Recommendations must be:
1. **Evidence-based** — tied to specific findings from this reporting period
2. **Actionable** — something that could be changed or improved
3. **Prioritized** — most impactful first
4. **Scoped** — realistic given what the data shows

Format:
```
**[Recommendation]** — [What to do]
Evidence: [Specific data points, task references, verbatims]
Expected impact: [What improvement this would drive]
```

Limit to 3-5 recommendations per report. Quality over quantity.

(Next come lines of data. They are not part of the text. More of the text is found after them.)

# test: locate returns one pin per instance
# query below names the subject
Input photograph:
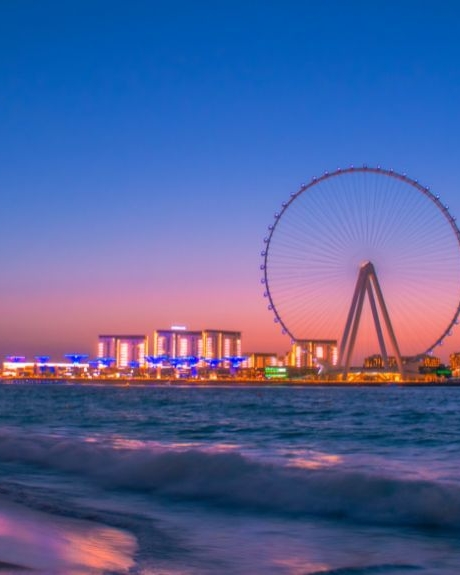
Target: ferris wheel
(359, 243)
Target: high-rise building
(124, 349)
(311, 353)
(218, 344)
(177, 342)
(207, 344)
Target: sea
(237, 480)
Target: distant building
(206, 344)
(218, 344)
(261, 360)
(309, 354)
(177, 342)
(455, 364)
(124, 349)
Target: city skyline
(144, 151)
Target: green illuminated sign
(275, 372)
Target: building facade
(310, 354)
(124, 349)
(208, 344)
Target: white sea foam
(232, 480)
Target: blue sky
(144, 147)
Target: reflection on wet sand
(31, 540)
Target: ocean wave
(231, 480)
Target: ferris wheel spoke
(332, 226)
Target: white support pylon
(367, 282)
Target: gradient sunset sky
(145, 146)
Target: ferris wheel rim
(435, 198)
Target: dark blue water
(184, 480)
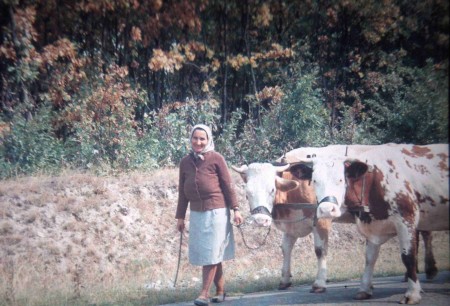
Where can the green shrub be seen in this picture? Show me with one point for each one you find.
(31, 146)
(411, 107)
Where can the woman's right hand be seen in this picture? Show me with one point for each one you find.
(180, 225)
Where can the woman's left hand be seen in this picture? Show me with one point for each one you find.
(238, 218)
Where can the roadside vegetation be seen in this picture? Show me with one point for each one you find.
(116, 85)
(83, 239)
(97, 98)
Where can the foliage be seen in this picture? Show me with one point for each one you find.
(411, 107)
(123, 81)
(31, 146)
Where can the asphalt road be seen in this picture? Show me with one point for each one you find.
(388, 291)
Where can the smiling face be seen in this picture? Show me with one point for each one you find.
(199, 140)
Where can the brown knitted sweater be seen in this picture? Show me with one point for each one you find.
(205, 184)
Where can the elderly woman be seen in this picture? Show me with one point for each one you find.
(205, 183)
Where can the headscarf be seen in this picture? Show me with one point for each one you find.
(209, 146)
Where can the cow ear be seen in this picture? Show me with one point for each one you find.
(284, 184)
(242, 170)
(355, 168)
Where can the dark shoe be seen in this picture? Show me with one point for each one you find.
(219, 298)
(201, 302)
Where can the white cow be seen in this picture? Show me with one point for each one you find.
(262, 185)
(391, 190)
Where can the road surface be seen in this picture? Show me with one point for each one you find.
(388, 291)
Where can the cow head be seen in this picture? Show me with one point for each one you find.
(261, 183)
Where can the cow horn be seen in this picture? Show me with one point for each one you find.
(282, 168)
(242, 169)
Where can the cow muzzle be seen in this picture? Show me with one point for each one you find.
(328, 208)
(261, 216)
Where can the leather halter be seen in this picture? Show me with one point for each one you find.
(261, 210)
(331, 199)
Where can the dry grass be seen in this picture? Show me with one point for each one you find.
(82, 239)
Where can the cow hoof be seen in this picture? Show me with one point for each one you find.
(409, 301)
(284, 286)
(431, 273)
(362, 296)
(318, 290)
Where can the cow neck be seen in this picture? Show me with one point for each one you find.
(360, 203)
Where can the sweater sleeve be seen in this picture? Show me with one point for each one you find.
(226, 183)
(182, 199)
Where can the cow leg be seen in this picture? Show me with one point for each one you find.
(366, 289)
(407, 238)
(320, 232)
(287, 245)
(430, 263)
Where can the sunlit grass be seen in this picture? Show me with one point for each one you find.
(81, 239)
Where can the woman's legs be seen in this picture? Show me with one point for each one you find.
(208, 274)
(212, 273)
(219, 280)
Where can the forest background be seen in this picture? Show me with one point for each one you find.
(117, 84)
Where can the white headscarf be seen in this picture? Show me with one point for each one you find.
(209, 146)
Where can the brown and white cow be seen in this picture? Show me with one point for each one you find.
(264, 188)
(391, 190)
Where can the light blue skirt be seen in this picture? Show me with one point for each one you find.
(211, 238)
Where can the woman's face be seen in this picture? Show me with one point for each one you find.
(199, 140)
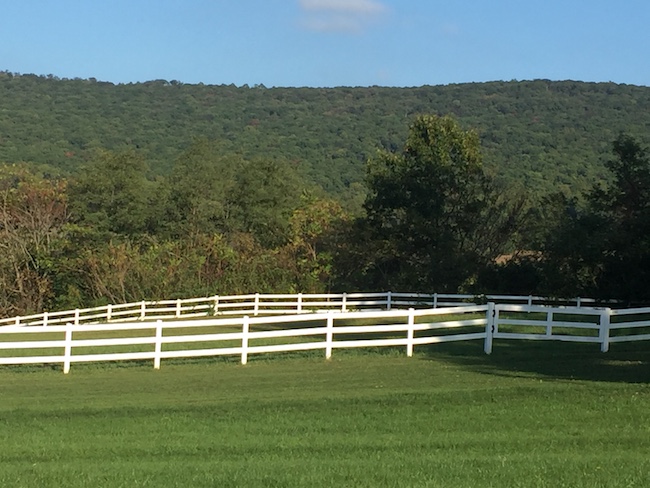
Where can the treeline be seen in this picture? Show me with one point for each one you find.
(434, 219)
(545, 136)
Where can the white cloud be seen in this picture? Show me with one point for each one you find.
(340, 15)
(353, 6)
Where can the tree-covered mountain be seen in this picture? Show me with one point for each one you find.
(545, 135)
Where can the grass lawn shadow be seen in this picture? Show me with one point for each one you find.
(624, 363)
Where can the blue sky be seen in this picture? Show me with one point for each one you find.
(328, 42)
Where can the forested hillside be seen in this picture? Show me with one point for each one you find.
(545, 135)
(118, 193)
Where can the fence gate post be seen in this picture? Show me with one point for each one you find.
(158, 346)
(244, 340)
(490, 327)
(67, 354)
(329, 335)
(256, 308)
(411, 333)
(605, 319)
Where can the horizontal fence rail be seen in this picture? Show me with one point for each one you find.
(241, 336)
(269, 304)
(338, 328)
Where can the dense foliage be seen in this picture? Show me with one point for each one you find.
(545, 135)
(160, 190)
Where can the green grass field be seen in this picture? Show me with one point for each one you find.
(533, 414)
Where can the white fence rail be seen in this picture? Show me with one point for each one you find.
(243, 336)
(258, 304)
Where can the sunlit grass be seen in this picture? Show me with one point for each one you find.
(529, 415)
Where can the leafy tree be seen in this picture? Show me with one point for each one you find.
(263, 197)
(113, 194)
(426, 210)
(33, 217)
(604, 249)
(197, 190)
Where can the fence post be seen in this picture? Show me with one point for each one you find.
(158, 346)
(410, 333)
(605, 320)
(549, 323)
(244, 340)
(329, 335)
(490, 327)
(67, 353)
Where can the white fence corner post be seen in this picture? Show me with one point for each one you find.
(215, 307)
(158, 345)
(549, 324)
(490, 327)
(244, 339)
(67, 354)
(605, 320)
(329, 335)
(411, 333)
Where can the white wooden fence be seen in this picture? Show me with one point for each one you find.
(257, 304)
(243, 336)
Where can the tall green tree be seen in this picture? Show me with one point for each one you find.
(113, 194)
(428, 210)
(33, 219)
(197, 190)
(604, 250)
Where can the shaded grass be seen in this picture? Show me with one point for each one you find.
(451, 416)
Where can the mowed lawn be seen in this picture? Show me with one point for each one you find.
(529, 415)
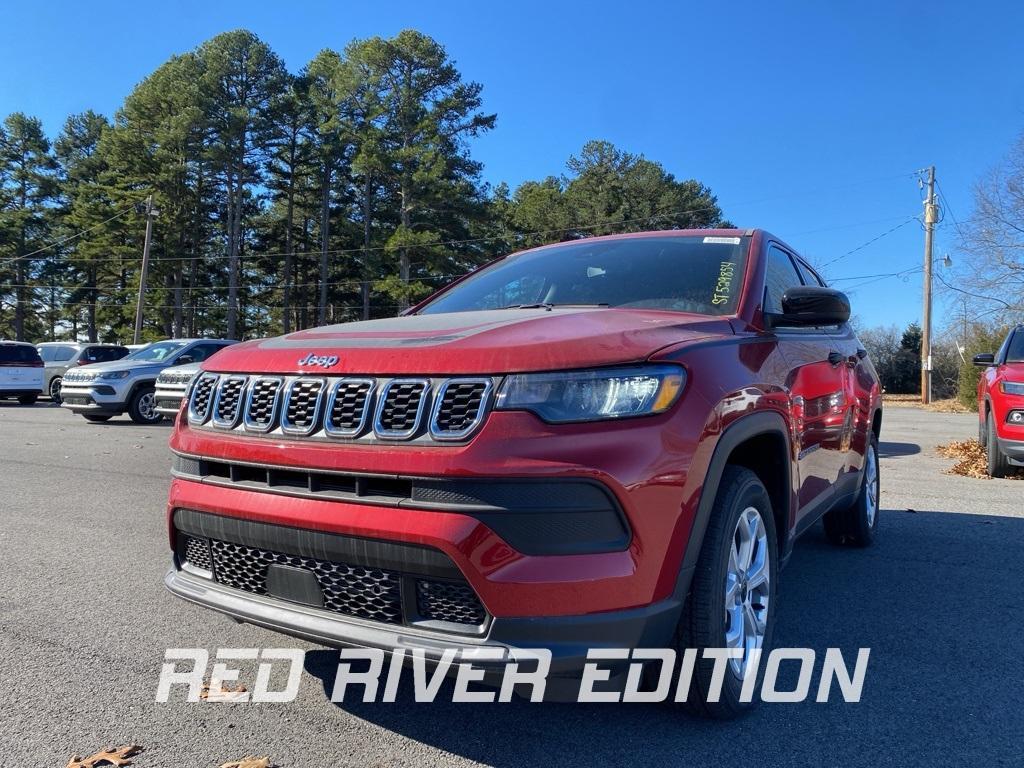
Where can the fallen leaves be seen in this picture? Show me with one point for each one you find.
(971, 459)
(248, 763)
(217, 691)
(108, 756)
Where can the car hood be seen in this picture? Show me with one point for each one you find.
(122, 365)
(482, 342)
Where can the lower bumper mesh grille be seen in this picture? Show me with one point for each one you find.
(351, 590)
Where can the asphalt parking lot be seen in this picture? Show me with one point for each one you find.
(85, 621)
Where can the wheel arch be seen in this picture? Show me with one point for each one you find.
(747, 442)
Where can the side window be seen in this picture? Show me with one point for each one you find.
(780, 274)
(809, 276)
(201, 352)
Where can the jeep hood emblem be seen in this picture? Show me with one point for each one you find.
(321, 360)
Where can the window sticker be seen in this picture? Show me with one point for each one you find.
(723, 287)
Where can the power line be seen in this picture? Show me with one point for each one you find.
(70, 238)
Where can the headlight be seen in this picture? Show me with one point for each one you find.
(115, 375)
(592, 395)
(1012, 387)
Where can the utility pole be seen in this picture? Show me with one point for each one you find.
(931, 216)
(150, 214)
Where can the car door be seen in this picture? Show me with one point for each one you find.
(819, 391)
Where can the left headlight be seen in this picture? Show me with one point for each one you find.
(1012, 387)
(592, 395)
(115, 375)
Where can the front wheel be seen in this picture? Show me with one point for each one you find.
(858, 523)
(55, 389)
(732, 596)
(142, 408)
(998, 465)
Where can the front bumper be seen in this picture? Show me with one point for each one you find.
(568, 638)
(92, 398)
(1013, 450)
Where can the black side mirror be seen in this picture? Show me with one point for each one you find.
(810, 305)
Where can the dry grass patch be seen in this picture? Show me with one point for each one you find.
(971, 460)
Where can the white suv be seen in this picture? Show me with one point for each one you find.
(103, 390)
(20, 372)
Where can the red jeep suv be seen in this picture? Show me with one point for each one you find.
(608, 442)
(1000, 404)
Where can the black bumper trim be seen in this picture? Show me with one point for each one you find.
(407, 558)
(567, 637)
(535, 516)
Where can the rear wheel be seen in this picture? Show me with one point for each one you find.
(142, 408)
(998, 465)
(857, 524)
(55, 389)
(732, 596)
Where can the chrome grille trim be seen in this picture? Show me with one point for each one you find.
(333, 429)
(202, 391)
(287, 426)
(439, 401)
(229, 386)
(255, 425)
(384, 400)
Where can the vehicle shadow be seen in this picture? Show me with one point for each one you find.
(895, 450)
(923, 599)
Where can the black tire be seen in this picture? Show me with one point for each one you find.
(141, 407)
(857, 525)
(55, 389)
(998, 465)
(705, 619)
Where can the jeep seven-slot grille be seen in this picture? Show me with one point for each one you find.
(262, 404)
(302, 406)
(352, 590)
(342, 408)
(460, 407)
(202, 397)
(227, 403)
(349, 407)
(400, 408)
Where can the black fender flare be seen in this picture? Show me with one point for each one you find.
(754, 425)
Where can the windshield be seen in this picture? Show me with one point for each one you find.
(157, 352)
(1015, 352)
(699, 274)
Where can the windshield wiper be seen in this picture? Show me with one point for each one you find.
(548, 305)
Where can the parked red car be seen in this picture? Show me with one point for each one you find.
(610, 442)
(1000, 404)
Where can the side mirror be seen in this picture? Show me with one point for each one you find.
(805, 306)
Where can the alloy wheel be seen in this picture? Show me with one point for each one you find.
(747, 588)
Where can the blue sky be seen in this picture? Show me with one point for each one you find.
(808, 119)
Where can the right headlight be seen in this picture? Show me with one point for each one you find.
(593, 395)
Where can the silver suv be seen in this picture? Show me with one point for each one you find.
(60, 356)
(171, 387)
(107, 389)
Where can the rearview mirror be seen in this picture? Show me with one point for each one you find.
(810, 305)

## Phase 6: Data Quality Assessment

Document any issues that affect the reliability of the data:
- Observation gaps (from Sentinel agent / gap detection)
- Low survey completion rates
- Integrity check failures
- Estimation confidence notes
- Periods with sparse data

This goes in the "Data Quality Notes" section at the end of the report.

## Phase 7: Redaction & Assembly

1. Run the PII redaction pass (per `references/redaction-rules.md`)
2. Log all redactions
3. Assemble the full report following the template in `references/report-template.md`
4. Insert charts at marked locations
5. Final quality check: Does every insight have evidence? Are all charts included? Is the executive summary accurate?